Now. There's a curious norm about all this, and it's what the APA points to. We're not supposed to talk about it. Any of it. Mostly, we're supposed to pretend like everything's fine, and life is going on as usual. Normal normal normal. Nothing out there in the world is normal anymore. From politics to economics to society to culture. Right down to everyday life. Everything is weird, dislocated, dehumanized, and more and more of what we do feels empty, a charade, a performance, from politics to economics to society. And yet we're supposed to not talk about it.

It serves less than no purpose. We're in a profound crisis of being, as I call it, and not talking about it only makes it worse. The old norm that we're not supposed to talk about it based on a certain assumption: mean reversion, or the idea that things always go back to normal. So just grin and bear it, sweat it out, stiff upper lip, don't rock the boat, and all the rest of it. And in a way, I suppose, maybe it makes some sort of sense: if things are eventually going back to normal, then sure, why bother taking about how it feels during a temporary hiccup or downdraft? The chill will soon turn right back to a sunny glow. But this time is different. Things aren't going back to normal, and increasingly we all know it. That's why we feel anxious. We don't know what happens next, we only know it's not what used to happen before.

We need to share all this. The depth and range and complexity of what we really feel. How intense and painful it can really be. What mistakes we feel we've made, and what we feel we want to change. It's from that impetus that we turn all this difficulty into meaning. That we orient ourselves in constructive, positive, and transformative ways again.

And that's what really matters. You see, Sartre once famously said: "man is a useless passion." He knew he couldn't save anyone from the jaws of existence, it's terror and despair. And he went on being a noble and great humanist anyways. This is our challenge in this age, too. Yes, the world is crumbling around us. And yet we must orient ourselves in positive, constructive, and transformative ways to save what we can of it. That might not be much, or it might be more than you think. We don't know yet. But if we don't try, then surely, all is lost.

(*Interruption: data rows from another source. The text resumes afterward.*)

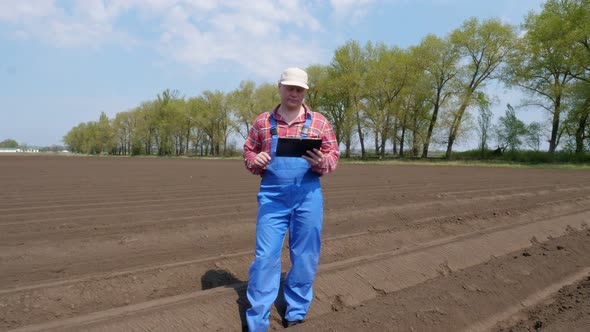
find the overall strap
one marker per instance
(273, 125)
(304, 130)
(307, 124)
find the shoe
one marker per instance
(287, 323)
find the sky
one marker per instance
(63, 62)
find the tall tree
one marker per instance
(439, 58)
(484, 48)
(546, 62)
(484, 121)
(511, 130)
(387, 74)
(348, 67)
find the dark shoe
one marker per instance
(288, 324)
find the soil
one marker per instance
(138, 244)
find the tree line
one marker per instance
(381, 97)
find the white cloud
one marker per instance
(262, 35)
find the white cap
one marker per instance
(294, 76)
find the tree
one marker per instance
(484, 47)
(8, 143)
(546, 63)
(484, 121)
(387, 74)
(439, 59)
(510, 129)
(348, 69)
(533, 133)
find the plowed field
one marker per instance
(147, 244)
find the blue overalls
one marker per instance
(290, 198)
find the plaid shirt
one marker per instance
(259, 139)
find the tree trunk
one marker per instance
(360, 132)
(555, 125)
(431, 126)
(580, 133)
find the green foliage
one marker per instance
(511, 130)
(407, 99)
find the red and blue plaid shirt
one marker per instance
(259, 139)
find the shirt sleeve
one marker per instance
(253, 145)
(329, 148)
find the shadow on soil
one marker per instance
(223, 278)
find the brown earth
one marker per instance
(146, 244)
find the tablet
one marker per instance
(296, 147)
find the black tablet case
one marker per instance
(296, 147)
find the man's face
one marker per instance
(291, 95)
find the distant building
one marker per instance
(10, 150)
(15, 150)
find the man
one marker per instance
(290, 198)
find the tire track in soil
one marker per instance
(416, 203)
(343, 283)
(154, 282)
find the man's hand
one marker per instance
(262, 160)
(314, 157)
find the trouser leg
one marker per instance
(265, 272)
(304, 242)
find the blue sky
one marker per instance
(64, 62)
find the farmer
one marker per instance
(290, 198)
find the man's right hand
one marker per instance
(262, 160)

The only way that we begin that task—and it's an immense task, if we're honest—is to begin this emotional journey. Because what's the alternative? We feel overwhelmed. We go numb. We stop functioning, like young people say they're doing. That way lies shutdown. And at the end of that road, we become easy prey for demagogues and lunatics, who are predators of broken spirits and feeble minds. So to begin this task before us, we have to go on this emotional journey, of all these new emotions.

That's hard, because they're not easy ones to contend with. That's why I explained that we're all feeling this stuff together, yet the norm of isolation and pretense is keeping us from really understanding that well. It's through understanding how this age is shaping us as individuals—hey, you feel this way? I feel three of those things, and also this—that we begin to make meaning of it. And from that meaning comes a renewed sense of change. A hunger to transform, to create, to renew, to elevate, to hold one another through these difficult times—remember, this is a death—and to lift one another up past them.

We are all we have. We have two roads before us now. One is the road of antagonism, and you can see how demagogues and fanatics are already taking us down it—and yet we all know where it ends: in ruin, folly, and self-destruction. Then there's the road of protagonism. But a protagonist is a figure who struggles.

This, my friends, is our struggle. Like the crew of a great ship, lost at sea, none of us can find our way home alone. None of us are Odysseus on this journey. All of us are Odysseus on this journey. Isn't it time we started talking about it?